You can clone with
HTTPS or Subversion.
We've gotten a lot of mail on the mrjob mailing list lately from people who are trying to use mrjob with non line-based data and finding it a struggle.
Here's what I propose. Rather than read() and write(), protocols will need to define decode() and encode() as follows:
def decode(self, input):
"""Read bytestrings from *input* (a generator) and yield tuples of (key, value)."""
def encode(self, output):
"""Read tuples of (key, value) from *output* (a generator) and yield bytestrings."""
The --strict-protocols flag doesn't matter to these new-style protocols (they're always strict). If you really needed loose protocols, you could definitely build a protocol that could detect bad data, increment a counter, and continue (you'd have to pass the job or the increment_counter method to the protocol's constructor). Kind of depends how your data is divided into records; if it's line-based, you just discard bad lines, but if you were reading, say, XML, an open tag in the wrong place could confuse everything.
We could eventually deprecate the old-style protocols, though hiding them in an obscure corner of the documentation would probably be sufficient to reduce confusion. I mean, there's nothing wrong with the old interface; I'd just rather people only had to know about two methods rather than four.
Note this is totally independent from whether --strict-protocols should be enabled by default (see #696).

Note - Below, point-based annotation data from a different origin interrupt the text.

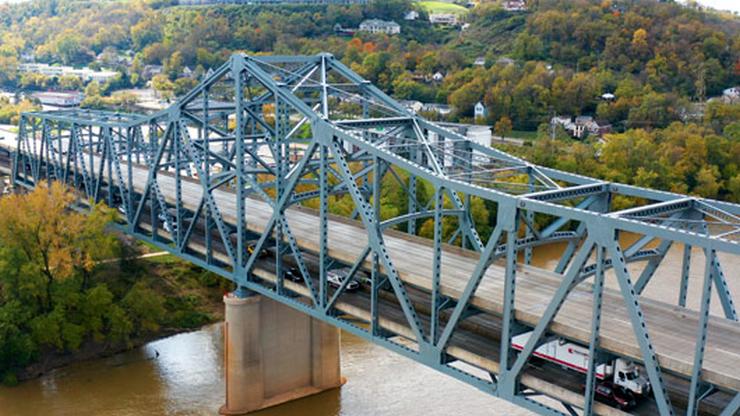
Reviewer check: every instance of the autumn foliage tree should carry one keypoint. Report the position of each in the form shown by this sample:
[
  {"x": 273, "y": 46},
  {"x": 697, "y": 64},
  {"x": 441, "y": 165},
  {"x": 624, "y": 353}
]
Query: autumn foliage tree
[{"x": 51, "y": 297}]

I'm thinking that passing file objects to protocols might be too much to promise. File objects have lots of methods, and a protocol could potentially use all of them.

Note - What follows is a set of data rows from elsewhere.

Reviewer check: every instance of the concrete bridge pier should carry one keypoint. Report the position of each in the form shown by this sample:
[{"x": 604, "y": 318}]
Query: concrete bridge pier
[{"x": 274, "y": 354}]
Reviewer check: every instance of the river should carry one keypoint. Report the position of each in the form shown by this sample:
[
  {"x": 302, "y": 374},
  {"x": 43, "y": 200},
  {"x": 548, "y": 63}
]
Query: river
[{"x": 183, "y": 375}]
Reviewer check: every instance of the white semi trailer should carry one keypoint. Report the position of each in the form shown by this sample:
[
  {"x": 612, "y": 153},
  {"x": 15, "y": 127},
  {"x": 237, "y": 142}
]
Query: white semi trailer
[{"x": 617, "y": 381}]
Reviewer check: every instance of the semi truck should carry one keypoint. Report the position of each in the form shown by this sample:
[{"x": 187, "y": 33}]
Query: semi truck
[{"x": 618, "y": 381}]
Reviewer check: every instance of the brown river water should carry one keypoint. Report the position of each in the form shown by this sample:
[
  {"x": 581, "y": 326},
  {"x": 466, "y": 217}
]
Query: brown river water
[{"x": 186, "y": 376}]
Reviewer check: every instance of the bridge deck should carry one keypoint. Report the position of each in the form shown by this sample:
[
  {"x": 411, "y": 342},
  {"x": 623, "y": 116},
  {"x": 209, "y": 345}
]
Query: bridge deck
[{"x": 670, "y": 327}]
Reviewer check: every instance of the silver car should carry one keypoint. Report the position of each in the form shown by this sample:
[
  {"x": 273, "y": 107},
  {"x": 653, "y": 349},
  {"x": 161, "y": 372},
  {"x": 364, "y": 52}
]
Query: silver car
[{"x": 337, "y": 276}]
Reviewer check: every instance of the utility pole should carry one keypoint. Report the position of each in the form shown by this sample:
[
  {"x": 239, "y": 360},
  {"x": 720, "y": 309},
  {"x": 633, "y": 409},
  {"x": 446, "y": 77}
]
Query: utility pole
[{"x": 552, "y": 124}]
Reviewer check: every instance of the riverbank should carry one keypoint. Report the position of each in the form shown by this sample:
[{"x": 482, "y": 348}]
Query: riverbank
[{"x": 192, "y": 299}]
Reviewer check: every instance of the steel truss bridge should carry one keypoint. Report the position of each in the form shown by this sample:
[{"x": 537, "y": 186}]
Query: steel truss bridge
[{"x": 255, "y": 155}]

One thing we could do is pass a function that returns a chunk of data to load() and a function that allows writing a chunk of data to dump().
However, load() is inevitably going to have to buffer some unused data, so it would really make more sense for it to be an iterator that yields key-value pairs until it gets to the end of the data.

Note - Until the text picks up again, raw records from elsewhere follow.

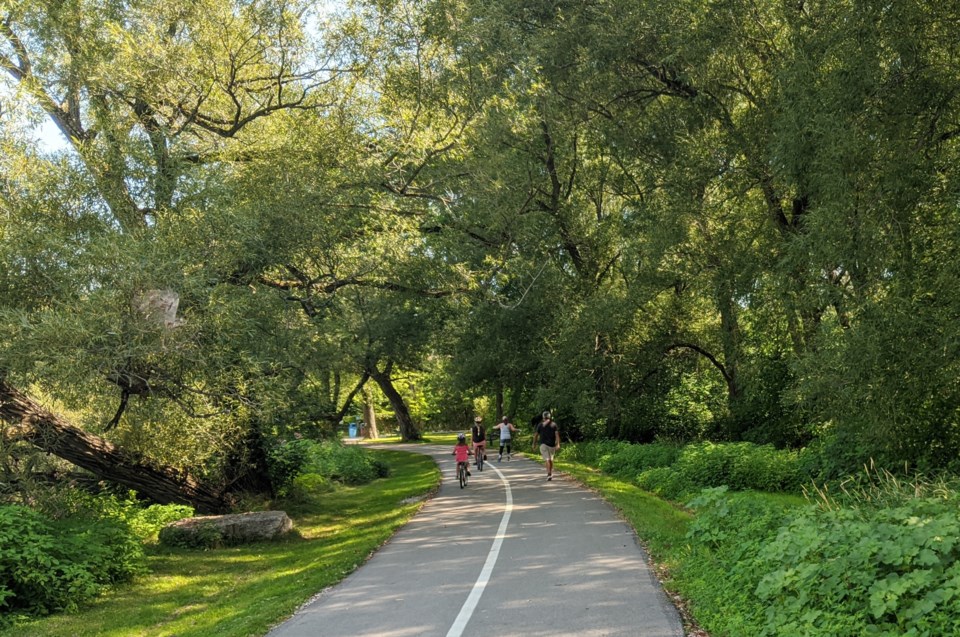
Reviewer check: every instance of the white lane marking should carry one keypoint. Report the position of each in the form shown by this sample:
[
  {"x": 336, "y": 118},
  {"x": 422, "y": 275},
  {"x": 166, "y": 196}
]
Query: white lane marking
[{"x": 466, "y": 611}]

For symmetry, it might make sense for dump() to take a write method and an iterator that yields the key, value pairs.
Using iterators basically makes it impossible for MRJob to implement loose protocols (turning exceptions into Hadoop counters) with these new-style protocols, but maybe that's not a bad thing. It certainly makes things easier to implement if you can just bail out when you encounter unexpected data.
This is an elegant model, but it's harder to understand than the current read/write one, so maybe we'll just keep the old way around forever too.
decode() and encode() are probably more apropos names for the iterator-based approach.
Updated issue description to use decode() and encode().
It might be feasible to specify that decode() is fed lines (chunks of bytes ending in \n), so as not to hurt performance in text mode. I think Hadoop adds newlines after each record no matter what, so that reading input one line at a time is a safe strategy (see my comment in #723).
Nope, there's no guarantee of newlines (see #723). We just need to ensure that buffer_iterator_to_line_iterator() (to be renamed to yield_lines()) creates as little overhead as possible when fed lines.
What is the status of this? I need this now and I can help out on ongoing work.
AFAIK no one is working on it.
I think you could have a hacky version working in 2 hours and a "correct" version in 4. But that's a vague, unreliable estimate from someone who hasn't worked with the code in two years.